I don’t venture over to Kickstarter and similar crowdfunding sites very often, so I’m not sure how many scams or con artists are to be found there. However, Christopher Burg has uncovered what he claims is an obvious scam.
This is what a scam looks like. The product being offered is not only impossible but the entire writeup makes no sense within the framework of the market they’re aiming at. Scam might not even be the correct word for this. I would hope a scam artist would put some effort into making their scam at least appear somewhat believable. The people involved in this page didn’t even accomplish that much! DataGateKeeper’s team are scam artists who couldn’t even create a convincing scam.

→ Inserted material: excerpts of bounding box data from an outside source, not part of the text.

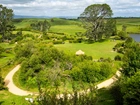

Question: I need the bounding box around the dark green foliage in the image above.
[0,5,14,41]
[109,81,123,105]
[14,42,111,88]
[123,44,140,77]
[121,72,140,105]
[114,55,122,61]
[71,61,111,83]
[37,85,98,105]
[0,68,5,90]
[0,46,4,57]
[118,31,128,40]
[80,4,116,41]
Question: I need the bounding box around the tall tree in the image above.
[80,4,115,41]
[0,5,14,41]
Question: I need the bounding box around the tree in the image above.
[80,4,115,41]
[122,43,140,77]
[121,72,140,105]
[0,5,14,41]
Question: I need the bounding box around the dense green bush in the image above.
[114,55,122,61]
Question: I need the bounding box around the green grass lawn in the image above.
[49,25,85,35]
[116,18,140,33]
[55,41,119,59]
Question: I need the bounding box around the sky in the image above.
[0,0,140,17]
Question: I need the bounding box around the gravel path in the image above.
[4,65,121,96]
[4,65,32,96]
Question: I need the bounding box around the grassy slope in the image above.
[55,41,118,59]
[0,19,140,105]
[117,18,140,33]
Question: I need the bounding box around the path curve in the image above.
[4,65,32,96]
[4,65,121,96]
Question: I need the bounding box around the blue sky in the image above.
[0,0,140,17]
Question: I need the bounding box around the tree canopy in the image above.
[0,5,14,41]
[80,4,116,41]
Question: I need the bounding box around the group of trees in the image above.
[80,4,117,41]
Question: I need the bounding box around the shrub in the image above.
[114,55,122,61]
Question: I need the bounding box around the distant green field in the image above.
[14,18,140,35]
[55,41,121,59]
[116,18,140,33]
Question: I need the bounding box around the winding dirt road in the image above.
[4,65,121,96]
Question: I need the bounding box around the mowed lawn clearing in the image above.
[49,25,85,35]
[55,41,119,59]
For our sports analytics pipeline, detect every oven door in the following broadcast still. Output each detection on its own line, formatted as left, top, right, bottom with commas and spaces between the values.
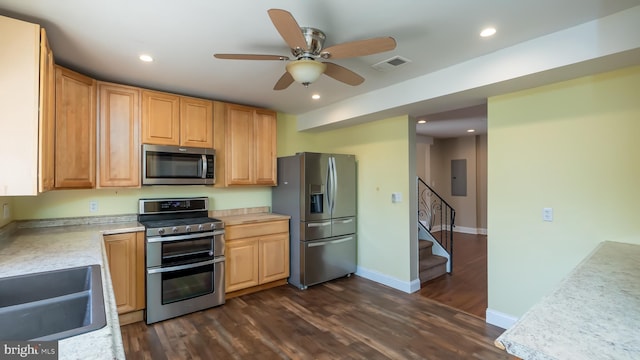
147, 230, 224, 268
146, 256, 224, 324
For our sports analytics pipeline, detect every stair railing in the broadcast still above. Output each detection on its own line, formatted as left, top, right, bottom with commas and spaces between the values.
417, 177, 456, 269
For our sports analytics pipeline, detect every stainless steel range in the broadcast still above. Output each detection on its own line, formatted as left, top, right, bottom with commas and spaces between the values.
138, 197, 225, 324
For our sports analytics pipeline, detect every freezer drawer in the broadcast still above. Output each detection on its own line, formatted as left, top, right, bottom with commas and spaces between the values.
300, 219, 331, 241
331, 217, 356, 236
300, 234, 356, 288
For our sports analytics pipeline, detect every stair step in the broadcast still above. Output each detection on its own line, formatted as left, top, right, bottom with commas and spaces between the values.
419, 255, 447, 283
418, 239, 433, 250
418, 240, 433, 260
420, 255, 447, 271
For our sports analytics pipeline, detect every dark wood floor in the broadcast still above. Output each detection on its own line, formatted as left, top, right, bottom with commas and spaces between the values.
122, 276, 509, 360
419, 232, 487, 319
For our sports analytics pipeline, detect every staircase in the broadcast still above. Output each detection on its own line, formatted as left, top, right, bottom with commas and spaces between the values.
417, 177, 456, 283
418, 239, 449, 283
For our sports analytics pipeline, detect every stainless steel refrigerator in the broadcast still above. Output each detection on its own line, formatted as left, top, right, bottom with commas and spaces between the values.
272, 152, 356, 289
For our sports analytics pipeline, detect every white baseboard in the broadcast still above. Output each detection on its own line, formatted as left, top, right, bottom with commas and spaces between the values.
453, 225, 480, 235
485, 309, 518, 329
356, 266, 420, 294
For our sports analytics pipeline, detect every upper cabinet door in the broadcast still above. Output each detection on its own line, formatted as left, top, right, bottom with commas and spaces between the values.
180, 96, 213, 149
98, 83, 140, 187
142, 90, 180, 145
225, 104, 255, 185
254, 110, 277, 186
0, 16, 40, 196
38, 28, 56, 192
55, 66, 96, 189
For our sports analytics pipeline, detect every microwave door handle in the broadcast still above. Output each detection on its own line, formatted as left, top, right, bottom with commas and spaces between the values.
201, 154, 207, 179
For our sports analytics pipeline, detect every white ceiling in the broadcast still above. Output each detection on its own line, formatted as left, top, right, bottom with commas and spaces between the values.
0, 0, 640, 136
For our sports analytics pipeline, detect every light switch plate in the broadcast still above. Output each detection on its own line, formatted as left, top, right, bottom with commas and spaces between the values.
2, 203, 11, 219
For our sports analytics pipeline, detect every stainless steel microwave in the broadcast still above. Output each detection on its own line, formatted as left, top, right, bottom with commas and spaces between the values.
142, 144, 216, 185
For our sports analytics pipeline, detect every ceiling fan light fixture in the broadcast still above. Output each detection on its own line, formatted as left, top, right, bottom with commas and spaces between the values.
287, 59, 327, 86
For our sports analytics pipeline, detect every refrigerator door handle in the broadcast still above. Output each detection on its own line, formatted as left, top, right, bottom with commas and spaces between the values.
307, 221, 331, 227
309, 236, 353, 247
326, 157, 333, 214
331, 156, 338, 212
335, 219, 353, 224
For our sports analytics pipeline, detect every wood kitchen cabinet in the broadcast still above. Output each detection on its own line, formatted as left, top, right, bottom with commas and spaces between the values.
225, 220, 289, 297
38, 28, 56, 192
104, 232, 146, 325
213, 102, 276, 186
97, 82, 140, 188
55, 66, 96, 189
0, 16, 55, 196
142, 90, 213, 148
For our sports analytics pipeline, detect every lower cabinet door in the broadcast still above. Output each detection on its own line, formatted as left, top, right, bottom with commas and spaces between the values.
104, 232, 145, 314
225, 239, 259, 293
259, 233, 289, 284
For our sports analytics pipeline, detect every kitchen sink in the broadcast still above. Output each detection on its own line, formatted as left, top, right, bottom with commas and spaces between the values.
0, 265, 107, 341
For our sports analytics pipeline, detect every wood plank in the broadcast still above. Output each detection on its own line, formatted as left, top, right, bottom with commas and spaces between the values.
121, 276, 510, 359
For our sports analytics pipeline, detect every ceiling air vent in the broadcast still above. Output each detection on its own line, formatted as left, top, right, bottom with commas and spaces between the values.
371, 56, 411, 71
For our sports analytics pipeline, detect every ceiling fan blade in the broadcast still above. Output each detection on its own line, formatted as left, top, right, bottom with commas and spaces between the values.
273, 72, 293, 90
320, 37, 396, 59
267, 9, 307, 50
324, 62, 364, 86
213, 54, 289, 60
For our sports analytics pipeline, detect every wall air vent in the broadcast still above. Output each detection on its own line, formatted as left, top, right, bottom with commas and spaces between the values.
371, 56, 411, 71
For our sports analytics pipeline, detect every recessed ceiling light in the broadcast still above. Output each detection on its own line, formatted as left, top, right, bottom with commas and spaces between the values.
480, 27, 496, 37
139, 55, 153, 62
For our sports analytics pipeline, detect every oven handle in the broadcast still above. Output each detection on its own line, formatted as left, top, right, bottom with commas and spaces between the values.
147, 256, 224, 274
147, 230, 224, 242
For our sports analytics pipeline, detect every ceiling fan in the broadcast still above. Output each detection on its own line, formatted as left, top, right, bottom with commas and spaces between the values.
213, 9, 396, 90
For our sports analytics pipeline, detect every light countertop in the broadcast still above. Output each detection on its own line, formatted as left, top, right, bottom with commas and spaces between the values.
0, 221, 144, 360
496, 241, 640, 360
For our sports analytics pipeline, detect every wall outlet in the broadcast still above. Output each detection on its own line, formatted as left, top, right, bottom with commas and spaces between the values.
2, 203, 11, 219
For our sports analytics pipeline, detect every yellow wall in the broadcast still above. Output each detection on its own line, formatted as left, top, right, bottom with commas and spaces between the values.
488, 67, 640, 317
278, 116, 417, 282
0, 196, 14, 228
13, 186, 271, 220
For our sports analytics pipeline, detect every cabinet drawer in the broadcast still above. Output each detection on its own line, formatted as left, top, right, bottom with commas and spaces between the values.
224, 220, 289, 241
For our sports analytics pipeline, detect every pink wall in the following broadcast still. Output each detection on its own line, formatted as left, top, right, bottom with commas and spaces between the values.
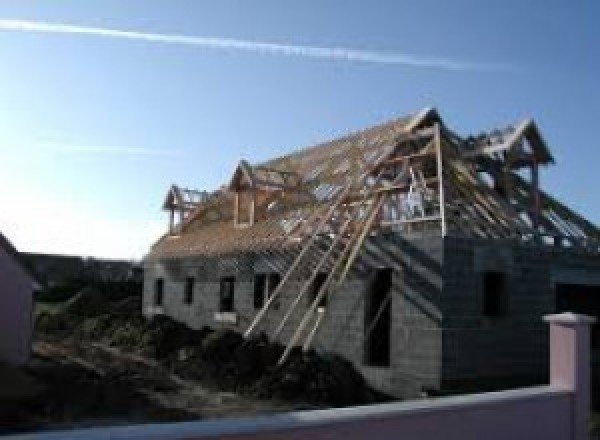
3, 313, 592, 440
0, 247, 33, 365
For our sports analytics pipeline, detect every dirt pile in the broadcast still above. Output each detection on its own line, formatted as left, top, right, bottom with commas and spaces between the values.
36, 288, 383, 405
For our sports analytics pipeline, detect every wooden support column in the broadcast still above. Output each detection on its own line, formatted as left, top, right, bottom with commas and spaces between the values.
435, 122, 446, 237
249, 189, 256, 226
233, 191, 240, 226
531, 157, 541, 235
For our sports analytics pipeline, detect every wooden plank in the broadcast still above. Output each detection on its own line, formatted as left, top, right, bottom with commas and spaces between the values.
336, 194, 386, 285
272, 219, 350, 339
435, 122, 447, 237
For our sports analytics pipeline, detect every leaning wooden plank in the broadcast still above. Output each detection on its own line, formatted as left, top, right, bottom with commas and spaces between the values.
244, 179, 351, 338
272, 219, 350, 339
336, 195, 385, 285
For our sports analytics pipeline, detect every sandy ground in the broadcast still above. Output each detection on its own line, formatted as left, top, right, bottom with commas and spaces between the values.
0, 341, 308, 434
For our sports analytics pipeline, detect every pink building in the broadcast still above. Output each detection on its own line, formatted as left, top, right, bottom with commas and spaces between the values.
0, 234, 36, 365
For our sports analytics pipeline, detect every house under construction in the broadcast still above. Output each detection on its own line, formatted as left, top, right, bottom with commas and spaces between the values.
143, 109, 600, 396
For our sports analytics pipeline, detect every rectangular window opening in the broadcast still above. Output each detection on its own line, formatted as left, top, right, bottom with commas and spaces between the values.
307, 272, 327, 307
219, 277, 235, 312
267, 272, 281, 298
483, 271, 508, 318
364, 268, 392, 367
254, 273, 267, 309
183, 277, 196, 304
154, 278, 165, 306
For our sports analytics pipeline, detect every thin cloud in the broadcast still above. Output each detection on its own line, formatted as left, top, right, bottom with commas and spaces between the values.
0, 19, 512, 71
41, 143, 181, 157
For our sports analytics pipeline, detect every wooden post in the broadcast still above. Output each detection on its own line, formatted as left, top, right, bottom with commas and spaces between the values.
435, 122, 447, 237
233, 191, 240, 226
169, 208, 175, 234
531, 156, 541, 236
249, 189, 256, 226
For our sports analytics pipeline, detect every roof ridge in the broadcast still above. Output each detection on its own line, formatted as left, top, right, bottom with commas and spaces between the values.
251, 107, 430, 167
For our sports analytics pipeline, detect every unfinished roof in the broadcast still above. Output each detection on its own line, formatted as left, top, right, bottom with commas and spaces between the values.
149, 108, 600, 258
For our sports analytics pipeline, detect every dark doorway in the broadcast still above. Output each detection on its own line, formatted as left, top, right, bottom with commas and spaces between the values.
364, 269, 392, 367
556, 284, 600, 409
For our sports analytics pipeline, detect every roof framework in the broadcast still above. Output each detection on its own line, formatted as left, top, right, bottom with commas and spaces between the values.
150, 109, 600, 257
150, 109, 600, 364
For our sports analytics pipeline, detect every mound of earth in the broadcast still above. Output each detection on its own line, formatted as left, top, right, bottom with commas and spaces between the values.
36, 288, 382, 405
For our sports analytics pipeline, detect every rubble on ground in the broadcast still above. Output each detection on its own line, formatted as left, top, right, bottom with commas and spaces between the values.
36, 288, 383, 406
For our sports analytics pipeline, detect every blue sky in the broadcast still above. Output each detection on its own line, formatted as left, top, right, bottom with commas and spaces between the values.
0, 0, 600, 258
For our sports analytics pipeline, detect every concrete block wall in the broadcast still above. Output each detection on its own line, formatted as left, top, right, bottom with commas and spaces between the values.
441, 237, 600, 388
143, 234, 443, 396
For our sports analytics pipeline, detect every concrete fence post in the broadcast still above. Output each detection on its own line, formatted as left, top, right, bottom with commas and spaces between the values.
544, 312, 596, 440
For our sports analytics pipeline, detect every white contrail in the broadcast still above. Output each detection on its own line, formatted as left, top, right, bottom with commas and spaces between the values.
40, 142, 181, 157
0, 19, 511, 71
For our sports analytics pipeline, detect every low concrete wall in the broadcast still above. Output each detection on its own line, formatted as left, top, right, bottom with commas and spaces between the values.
5, 313, 593, 440
0, 247, 33, 365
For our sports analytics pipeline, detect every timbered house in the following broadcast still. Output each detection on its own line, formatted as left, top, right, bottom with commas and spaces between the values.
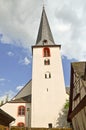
68, 62, 86, 130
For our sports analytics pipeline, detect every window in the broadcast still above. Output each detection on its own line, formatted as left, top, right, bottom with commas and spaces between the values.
43, 47, 50, 57
17, 122, 25, 127
44, 59, 50, 65
18, 106, 25, 116
45, 72, 51, 79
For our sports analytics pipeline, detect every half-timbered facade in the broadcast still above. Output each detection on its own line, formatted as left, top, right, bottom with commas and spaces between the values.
68, 62, 86, 130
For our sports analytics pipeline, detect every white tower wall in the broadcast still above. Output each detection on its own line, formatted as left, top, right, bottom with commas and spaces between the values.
31, 46, 66, 127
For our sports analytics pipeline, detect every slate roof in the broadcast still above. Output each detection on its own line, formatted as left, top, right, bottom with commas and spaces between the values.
36, 7, 55, 45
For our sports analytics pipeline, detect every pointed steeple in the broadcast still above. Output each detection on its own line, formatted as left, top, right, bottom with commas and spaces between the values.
84, 62, 86, 80
36, 7, 55, 45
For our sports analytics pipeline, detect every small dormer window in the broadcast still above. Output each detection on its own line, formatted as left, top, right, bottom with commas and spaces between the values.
43, 47, 50, 57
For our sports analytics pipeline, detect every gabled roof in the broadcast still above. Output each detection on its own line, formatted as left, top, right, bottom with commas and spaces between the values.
36, 7, 54, 45
0, 109, 15, 126
9, 95, 31, 103
12, 80, 32, 100
68, 62, 86, 121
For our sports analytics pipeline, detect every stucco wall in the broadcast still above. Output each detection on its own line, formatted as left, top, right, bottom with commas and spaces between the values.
31, 47, 66, 127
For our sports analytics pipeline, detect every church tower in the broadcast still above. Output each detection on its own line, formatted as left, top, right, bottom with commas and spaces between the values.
31, 8, 66, 128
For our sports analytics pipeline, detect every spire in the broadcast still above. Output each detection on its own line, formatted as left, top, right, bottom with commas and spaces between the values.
84, 62, 86, 80
36, 7, 54, 45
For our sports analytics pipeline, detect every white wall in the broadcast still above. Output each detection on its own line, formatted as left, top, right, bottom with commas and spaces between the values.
31, 47, 66, 127
1, 103, 30, 126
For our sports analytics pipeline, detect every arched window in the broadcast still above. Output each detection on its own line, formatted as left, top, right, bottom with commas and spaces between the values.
45, 72, 51, 79
43, 47, 50, 57
17, 122, 25, 127
18, 106, 25, 116
44, 59, 50, 65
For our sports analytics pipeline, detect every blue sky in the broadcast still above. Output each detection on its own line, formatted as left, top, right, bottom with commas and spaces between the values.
0, 0, 86, 99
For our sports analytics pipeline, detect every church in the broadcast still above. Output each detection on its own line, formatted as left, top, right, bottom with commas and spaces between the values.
1, 7, 68, 128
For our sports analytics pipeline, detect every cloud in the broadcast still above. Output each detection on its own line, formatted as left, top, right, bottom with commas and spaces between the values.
19, 57, 30, 65
0, 78, 6, 82
0, 90, 16, 102
0, 0, 86, 61
16, 85, 24, 91
7, 51, 14, 56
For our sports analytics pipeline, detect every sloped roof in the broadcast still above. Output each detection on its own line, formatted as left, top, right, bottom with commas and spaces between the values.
9, 95, 31, 103
71, 62, 86, 80
12, 80, 32, 100
36, 7, 54, 45
0, 109, 15, 126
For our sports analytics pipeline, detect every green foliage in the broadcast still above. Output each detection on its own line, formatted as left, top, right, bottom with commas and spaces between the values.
64, 100, 69, 109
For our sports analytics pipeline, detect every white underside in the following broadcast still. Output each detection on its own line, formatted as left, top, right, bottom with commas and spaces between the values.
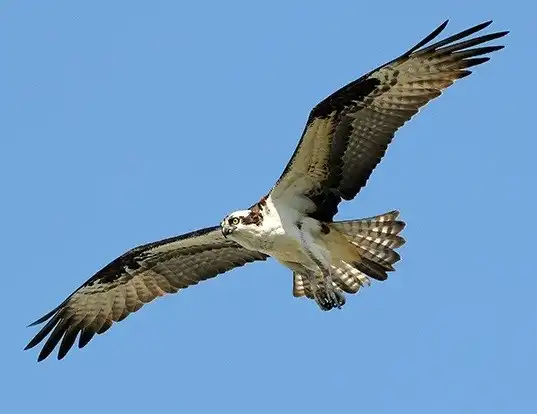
226, 196, 331, 272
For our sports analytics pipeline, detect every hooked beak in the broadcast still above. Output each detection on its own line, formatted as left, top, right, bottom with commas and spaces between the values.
220, 223, 233, 238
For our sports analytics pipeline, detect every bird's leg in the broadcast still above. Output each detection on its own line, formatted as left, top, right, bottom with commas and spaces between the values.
298, 222, 345, 310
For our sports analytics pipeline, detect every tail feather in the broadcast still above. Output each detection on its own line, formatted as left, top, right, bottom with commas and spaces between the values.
293, 211, 405, 298
331, 211, 405, 280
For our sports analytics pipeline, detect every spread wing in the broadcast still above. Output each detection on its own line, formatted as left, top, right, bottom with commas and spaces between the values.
25, 227, 267, 361
271, 21, 508, 221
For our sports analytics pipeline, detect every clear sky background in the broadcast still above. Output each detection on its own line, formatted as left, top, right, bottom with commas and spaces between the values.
0, 0, 537, 414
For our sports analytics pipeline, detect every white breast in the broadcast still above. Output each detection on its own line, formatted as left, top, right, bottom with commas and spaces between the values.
233, 197, 304, 262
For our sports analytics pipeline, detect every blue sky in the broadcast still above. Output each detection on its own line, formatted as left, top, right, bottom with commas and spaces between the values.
0, 0, 537, 414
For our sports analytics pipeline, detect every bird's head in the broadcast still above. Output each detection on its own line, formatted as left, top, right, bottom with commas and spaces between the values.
220, 210, 251, 239
220, 209, 261, 240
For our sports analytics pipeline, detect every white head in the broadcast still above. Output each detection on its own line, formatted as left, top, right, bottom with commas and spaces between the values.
220, 209, 263, 241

They’re basically failures who failed at failing.
At this point, when social media backlash destroys any chance of this Kickstarter getting funded, I’m expecting them to claim that this was all an elaborate troll. It really is their only option.
There’s much more at the link. Click over there and read it for yourself, particularly if you’re a computer security geek.
I suppose we can’t rely on Kickstarter to evaluate such projects. After all, their disclaimer states:
“Kickstarter doesn’t evaluate a project’s claims, resolve disputes, or offer refunds — backers decide what’s worth funding and what’s not.”
Dunno. I haven't read all the claims, so I can't speak as to their merits. To the left, about 30 years, someone made the "obviously fraudulent" claim that they had a method to compress any file to 16 bytes. A colleague and I figured out how to do this in less than a day.
The second half of Arthur C. Clarke's First Law is, "When [a distinguished but elderly scientist] says that something is impossible, he is very probably wrong". That statement is worded a bit strongly, but it's worth remembering.
Compressing a file to 16 bytes is easy. Uncompressing it without data loss is the real trick. I have my doubts about that because no one is doing it.